A nice blog with a nice touch in showing Tashar's farewell, and yes I remember the epsiode where Data said "he was fully functioning with over a hundred different ways of pleasuring." No wonder Tashar smiled :)))))

dutch84 profile image

dutch84 3 years ago

I love STar Trek.

This made me smile today. :-)

burke profile image

burke 3 years ago

This Hub is so great!

Tom Cornett profile image

Tom Cornett Level 3 Commenter 3 years ago

Cool hub......well written! Thanks. :)

Mike Lickteig profile image

Mike Lickteig Level 3 Commenter 2 years ago

Nice post, I am enjoying your Star Trek blogs very much.

MrSpock profile image

MrSpock 2 years ago

"So, I guess you call Data, a love machine." - hahaha

pix 2 years ago

Yeah that emotion chip just made things worse for him IMO. I think he had capacity to find emotions on his own, albeit it was slow going.

Reptile Vivarium 23 months ago

This hub topic (Data's Love Life) is the most interesting part of the series to base a hub off of...and i love it!
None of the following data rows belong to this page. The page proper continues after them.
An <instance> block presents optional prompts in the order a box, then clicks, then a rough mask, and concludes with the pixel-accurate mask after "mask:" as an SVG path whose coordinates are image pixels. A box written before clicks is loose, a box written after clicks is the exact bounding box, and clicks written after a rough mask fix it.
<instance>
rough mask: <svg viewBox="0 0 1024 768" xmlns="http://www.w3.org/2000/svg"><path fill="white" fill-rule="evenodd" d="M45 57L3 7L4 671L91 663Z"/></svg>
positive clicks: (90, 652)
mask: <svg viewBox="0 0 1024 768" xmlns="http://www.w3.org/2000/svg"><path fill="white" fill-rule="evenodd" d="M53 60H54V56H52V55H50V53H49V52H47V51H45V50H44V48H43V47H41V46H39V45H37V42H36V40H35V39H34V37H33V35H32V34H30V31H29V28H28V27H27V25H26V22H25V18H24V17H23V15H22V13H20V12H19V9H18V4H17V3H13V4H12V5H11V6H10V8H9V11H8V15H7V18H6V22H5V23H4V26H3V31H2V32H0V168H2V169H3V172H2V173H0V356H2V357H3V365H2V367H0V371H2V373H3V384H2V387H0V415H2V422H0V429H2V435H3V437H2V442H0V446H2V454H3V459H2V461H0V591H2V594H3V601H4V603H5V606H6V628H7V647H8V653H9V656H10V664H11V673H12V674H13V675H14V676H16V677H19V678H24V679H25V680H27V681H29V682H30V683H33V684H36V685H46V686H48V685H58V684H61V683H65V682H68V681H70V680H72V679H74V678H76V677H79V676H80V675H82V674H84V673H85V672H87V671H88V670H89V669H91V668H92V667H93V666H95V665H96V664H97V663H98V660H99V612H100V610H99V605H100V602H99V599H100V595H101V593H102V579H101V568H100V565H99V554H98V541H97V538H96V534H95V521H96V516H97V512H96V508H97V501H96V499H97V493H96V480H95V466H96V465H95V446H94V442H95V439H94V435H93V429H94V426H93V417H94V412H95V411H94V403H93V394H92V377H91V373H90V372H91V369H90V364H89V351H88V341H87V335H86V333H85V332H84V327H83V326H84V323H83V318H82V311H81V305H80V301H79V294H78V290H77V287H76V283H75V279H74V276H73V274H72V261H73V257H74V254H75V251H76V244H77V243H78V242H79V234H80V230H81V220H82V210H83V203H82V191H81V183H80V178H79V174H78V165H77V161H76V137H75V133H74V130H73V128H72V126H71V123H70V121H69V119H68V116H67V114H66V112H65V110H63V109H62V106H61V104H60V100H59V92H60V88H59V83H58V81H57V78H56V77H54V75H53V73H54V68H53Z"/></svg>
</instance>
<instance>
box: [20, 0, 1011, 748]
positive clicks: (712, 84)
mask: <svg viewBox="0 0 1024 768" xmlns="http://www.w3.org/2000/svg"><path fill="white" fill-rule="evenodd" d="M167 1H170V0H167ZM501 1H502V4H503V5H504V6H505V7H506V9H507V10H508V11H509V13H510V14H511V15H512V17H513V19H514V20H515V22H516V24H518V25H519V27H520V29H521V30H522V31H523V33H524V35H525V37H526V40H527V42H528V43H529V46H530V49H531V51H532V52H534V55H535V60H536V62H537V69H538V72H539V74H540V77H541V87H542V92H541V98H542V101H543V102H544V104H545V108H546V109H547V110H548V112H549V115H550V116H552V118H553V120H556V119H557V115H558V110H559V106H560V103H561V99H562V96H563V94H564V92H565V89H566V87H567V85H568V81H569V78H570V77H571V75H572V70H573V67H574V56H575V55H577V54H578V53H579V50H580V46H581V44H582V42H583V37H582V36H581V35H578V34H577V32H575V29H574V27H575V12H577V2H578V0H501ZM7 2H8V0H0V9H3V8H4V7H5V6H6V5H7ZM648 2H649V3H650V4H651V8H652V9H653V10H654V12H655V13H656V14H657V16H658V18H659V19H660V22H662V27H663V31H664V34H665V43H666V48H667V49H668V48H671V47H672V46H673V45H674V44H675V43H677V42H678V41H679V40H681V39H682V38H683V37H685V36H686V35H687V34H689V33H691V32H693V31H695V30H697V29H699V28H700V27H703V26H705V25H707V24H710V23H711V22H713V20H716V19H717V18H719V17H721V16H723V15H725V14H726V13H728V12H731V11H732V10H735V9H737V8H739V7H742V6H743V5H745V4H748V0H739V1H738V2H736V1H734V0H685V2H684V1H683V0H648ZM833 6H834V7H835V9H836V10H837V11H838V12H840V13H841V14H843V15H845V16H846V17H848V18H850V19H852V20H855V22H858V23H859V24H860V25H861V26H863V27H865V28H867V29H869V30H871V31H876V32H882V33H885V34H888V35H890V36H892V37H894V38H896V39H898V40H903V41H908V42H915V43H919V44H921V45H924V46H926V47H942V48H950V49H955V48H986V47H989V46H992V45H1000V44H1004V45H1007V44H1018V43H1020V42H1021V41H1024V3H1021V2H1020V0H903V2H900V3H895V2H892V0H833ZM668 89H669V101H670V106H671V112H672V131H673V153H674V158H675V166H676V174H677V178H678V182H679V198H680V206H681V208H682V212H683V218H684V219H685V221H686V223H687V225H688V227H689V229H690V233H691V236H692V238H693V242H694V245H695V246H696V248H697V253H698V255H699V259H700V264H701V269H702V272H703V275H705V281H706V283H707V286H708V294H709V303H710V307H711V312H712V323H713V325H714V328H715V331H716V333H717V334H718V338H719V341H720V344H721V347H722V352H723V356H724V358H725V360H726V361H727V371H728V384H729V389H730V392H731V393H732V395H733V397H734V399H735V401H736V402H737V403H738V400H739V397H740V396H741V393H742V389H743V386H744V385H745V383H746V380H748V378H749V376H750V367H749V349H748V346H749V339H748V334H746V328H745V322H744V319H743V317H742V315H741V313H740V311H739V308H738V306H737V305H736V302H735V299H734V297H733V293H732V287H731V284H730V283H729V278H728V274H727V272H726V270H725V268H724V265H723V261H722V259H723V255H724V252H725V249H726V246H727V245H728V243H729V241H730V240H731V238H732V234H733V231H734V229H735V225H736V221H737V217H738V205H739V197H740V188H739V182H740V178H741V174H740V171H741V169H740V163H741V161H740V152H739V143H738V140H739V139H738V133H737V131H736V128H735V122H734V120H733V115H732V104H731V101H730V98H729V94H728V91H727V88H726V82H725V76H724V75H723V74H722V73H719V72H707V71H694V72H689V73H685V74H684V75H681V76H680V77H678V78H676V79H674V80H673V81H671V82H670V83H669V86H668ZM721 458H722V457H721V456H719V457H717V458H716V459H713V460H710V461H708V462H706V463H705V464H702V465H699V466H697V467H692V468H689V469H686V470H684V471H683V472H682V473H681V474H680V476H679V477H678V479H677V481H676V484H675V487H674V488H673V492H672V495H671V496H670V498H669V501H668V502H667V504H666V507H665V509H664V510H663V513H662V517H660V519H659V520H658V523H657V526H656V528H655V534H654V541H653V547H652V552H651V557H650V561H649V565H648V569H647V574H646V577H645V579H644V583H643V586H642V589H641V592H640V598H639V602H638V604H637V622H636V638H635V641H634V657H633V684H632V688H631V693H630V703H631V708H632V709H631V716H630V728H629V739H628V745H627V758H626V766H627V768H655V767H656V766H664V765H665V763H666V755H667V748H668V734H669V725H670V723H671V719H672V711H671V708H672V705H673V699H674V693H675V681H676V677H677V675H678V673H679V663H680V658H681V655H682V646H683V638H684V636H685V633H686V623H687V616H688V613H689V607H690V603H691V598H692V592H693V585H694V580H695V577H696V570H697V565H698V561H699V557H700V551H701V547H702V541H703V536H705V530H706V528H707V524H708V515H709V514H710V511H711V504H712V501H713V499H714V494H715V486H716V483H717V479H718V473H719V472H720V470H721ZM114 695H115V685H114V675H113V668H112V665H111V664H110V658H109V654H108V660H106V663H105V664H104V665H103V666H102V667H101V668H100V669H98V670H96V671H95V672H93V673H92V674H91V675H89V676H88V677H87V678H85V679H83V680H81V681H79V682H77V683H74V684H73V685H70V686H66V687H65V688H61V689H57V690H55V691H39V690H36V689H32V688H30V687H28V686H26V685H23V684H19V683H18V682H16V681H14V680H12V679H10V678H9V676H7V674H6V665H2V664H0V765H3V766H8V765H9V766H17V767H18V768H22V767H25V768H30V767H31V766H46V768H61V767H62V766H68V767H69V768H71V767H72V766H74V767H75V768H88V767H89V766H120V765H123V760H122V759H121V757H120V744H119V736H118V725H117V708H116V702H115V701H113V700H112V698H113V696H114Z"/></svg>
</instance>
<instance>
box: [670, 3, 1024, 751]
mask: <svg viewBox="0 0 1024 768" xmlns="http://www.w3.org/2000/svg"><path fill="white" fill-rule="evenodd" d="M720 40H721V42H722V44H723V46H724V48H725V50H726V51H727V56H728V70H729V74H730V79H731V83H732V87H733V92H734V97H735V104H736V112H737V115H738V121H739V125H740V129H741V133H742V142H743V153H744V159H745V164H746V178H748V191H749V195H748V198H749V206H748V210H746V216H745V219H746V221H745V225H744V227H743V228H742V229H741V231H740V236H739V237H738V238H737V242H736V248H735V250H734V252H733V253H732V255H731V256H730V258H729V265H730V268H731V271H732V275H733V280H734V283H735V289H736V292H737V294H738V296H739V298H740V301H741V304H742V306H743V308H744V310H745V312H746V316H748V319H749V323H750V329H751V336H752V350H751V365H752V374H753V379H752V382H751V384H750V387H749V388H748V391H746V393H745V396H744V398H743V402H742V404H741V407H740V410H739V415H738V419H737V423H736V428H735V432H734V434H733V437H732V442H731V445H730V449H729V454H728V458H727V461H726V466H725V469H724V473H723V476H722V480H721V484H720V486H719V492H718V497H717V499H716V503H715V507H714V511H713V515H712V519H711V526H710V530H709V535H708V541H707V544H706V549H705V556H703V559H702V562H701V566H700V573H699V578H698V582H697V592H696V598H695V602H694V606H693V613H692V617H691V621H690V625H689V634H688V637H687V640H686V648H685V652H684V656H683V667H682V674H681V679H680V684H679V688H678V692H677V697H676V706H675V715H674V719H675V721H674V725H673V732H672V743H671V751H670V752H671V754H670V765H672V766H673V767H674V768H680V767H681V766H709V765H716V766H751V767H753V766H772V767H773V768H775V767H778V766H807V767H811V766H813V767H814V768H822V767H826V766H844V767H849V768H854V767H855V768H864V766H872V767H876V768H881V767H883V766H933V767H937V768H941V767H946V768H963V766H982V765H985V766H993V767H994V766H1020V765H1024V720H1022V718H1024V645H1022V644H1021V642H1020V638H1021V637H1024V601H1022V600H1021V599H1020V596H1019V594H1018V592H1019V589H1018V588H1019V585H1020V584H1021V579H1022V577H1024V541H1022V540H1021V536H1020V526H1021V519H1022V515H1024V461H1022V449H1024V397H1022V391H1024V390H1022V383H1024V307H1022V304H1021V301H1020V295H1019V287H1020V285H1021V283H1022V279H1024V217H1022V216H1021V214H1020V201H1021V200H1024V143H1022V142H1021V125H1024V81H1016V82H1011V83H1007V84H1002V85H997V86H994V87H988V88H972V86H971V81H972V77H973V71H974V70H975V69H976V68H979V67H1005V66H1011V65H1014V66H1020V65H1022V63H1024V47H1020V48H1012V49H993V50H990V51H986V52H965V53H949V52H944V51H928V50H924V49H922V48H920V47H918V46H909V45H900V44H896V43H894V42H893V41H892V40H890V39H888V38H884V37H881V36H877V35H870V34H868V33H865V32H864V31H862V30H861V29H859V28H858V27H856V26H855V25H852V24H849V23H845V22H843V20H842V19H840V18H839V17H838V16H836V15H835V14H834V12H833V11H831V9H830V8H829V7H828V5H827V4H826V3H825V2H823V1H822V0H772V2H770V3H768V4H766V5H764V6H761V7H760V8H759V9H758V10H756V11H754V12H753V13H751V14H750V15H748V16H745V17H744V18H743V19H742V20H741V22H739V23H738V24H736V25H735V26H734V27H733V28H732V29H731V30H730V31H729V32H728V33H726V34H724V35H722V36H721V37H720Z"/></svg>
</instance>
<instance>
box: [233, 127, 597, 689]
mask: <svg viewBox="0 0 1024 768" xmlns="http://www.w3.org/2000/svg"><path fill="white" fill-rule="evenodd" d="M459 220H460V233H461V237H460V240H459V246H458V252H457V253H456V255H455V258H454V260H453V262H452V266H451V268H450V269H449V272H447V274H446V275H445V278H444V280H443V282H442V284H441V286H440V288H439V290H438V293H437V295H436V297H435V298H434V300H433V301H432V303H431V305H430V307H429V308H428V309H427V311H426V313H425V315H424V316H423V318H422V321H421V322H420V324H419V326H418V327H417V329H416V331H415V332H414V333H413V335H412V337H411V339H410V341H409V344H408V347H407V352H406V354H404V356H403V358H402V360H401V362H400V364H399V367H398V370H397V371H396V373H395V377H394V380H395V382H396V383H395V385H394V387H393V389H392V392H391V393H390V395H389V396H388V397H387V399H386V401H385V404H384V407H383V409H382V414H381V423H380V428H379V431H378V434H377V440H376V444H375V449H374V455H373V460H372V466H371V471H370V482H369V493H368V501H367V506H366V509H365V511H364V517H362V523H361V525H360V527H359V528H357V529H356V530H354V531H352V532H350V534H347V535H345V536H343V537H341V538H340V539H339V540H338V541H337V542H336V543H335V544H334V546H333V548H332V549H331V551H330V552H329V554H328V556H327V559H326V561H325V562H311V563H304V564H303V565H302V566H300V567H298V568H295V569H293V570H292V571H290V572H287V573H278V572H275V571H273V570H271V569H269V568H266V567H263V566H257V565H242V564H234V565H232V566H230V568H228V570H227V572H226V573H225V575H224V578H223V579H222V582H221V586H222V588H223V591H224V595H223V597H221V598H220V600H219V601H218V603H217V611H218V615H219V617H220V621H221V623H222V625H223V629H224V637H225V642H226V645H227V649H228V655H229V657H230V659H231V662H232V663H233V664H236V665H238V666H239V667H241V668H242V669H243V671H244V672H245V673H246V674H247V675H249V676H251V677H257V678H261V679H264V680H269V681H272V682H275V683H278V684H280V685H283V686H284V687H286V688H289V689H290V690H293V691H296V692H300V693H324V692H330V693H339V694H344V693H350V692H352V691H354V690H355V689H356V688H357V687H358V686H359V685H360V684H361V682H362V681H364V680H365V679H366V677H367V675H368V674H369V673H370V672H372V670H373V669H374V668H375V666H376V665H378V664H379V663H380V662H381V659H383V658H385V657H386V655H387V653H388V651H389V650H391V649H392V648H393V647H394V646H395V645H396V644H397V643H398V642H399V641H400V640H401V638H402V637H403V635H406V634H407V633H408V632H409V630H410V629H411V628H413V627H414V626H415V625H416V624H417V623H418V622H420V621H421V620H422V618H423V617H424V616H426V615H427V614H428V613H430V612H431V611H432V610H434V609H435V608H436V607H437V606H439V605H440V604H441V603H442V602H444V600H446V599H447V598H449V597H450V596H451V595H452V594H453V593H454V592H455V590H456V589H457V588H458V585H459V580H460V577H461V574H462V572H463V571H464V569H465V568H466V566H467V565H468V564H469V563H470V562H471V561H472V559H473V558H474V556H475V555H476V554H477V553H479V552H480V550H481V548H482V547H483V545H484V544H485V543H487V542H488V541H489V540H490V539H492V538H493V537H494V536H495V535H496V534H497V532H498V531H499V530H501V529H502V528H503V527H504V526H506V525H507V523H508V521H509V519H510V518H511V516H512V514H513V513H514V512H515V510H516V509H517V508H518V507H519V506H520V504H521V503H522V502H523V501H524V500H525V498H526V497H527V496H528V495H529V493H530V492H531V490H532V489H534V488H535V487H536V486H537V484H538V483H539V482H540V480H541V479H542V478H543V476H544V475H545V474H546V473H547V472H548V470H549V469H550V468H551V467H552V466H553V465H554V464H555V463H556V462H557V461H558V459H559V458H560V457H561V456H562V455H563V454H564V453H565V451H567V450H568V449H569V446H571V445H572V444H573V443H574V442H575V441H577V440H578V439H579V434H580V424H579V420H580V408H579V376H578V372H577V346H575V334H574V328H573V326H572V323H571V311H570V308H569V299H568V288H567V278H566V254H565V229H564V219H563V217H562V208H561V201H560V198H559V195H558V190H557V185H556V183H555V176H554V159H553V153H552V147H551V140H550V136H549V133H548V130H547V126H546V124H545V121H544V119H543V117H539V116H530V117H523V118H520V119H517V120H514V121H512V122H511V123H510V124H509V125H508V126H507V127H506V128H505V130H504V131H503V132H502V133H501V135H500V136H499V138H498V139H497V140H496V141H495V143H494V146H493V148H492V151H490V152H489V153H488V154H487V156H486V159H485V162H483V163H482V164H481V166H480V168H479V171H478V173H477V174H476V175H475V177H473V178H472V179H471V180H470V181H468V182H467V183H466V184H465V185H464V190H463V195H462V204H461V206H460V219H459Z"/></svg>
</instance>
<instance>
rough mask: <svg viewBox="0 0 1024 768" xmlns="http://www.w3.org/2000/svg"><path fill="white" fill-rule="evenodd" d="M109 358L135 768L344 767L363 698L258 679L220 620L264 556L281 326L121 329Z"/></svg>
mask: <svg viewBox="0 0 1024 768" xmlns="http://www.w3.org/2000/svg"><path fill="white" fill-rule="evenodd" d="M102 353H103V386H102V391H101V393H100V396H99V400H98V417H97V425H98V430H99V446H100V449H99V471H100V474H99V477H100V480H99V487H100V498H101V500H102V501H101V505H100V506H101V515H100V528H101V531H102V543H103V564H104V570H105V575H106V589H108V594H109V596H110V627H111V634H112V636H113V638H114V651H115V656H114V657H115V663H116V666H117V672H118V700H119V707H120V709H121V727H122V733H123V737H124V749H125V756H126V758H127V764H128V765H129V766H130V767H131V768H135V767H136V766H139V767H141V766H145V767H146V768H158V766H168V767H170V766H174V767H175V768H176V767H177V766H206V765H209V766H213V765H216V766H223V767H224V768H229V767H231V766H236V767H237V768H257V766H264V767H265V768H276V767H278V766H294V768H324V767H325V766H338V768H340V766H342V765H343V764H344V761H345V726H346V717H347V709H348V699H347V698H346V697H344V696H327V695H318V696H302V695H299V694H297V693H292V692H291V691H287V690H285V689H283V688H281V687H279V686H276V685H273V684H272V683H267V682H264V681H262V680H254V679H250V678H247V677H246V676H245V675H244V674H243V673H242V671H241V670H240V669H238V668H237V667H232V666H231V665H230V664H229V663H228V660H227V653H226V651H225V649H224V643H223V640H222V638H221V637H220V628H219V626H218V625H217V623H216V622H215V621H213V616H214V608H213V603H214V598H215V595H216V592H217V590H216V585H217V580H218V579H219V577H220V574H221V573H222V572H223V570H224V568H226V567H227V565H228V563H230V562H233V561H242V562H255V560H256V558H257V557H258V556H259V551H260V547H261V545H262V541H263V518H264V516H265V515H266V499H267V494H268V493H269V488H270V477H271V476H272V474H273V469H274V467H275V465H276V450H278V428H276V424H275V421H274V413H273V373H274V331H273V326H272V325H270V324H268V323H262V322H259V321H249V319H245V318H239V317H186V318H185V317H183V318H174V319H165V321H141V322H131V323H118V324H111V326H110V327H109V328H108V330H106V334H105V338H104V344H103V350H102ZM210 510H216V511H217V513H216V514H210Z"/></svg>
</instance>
Great content. You've done an excellent job daniel! Check my hub out if your interested: Star Trek Toys. Thanks! I'm now following you. Follow me if you'd like.

DataLives 5 months ago

If you actually count the time that Data gives to the Borg Queen when asked how long "it's" been from the film's release date, it comes right out to about the time right before the episod where Tasha died. At least, that was my caluculation.

So, we can assume that he kept the treasure of her farewell because he really was a special "friend," as she makes clear in the farewell. He says, at his "trial," that "I gave my word" regarding their intimate relationship, but on the bridge, he actually said nothing. She says "it never happened." He said nothing.

Brent Spiner's finest moment comes at the end of "Legacy," when he looks at Ishara's "motion detector" that she gave him. One has to see it for themselves.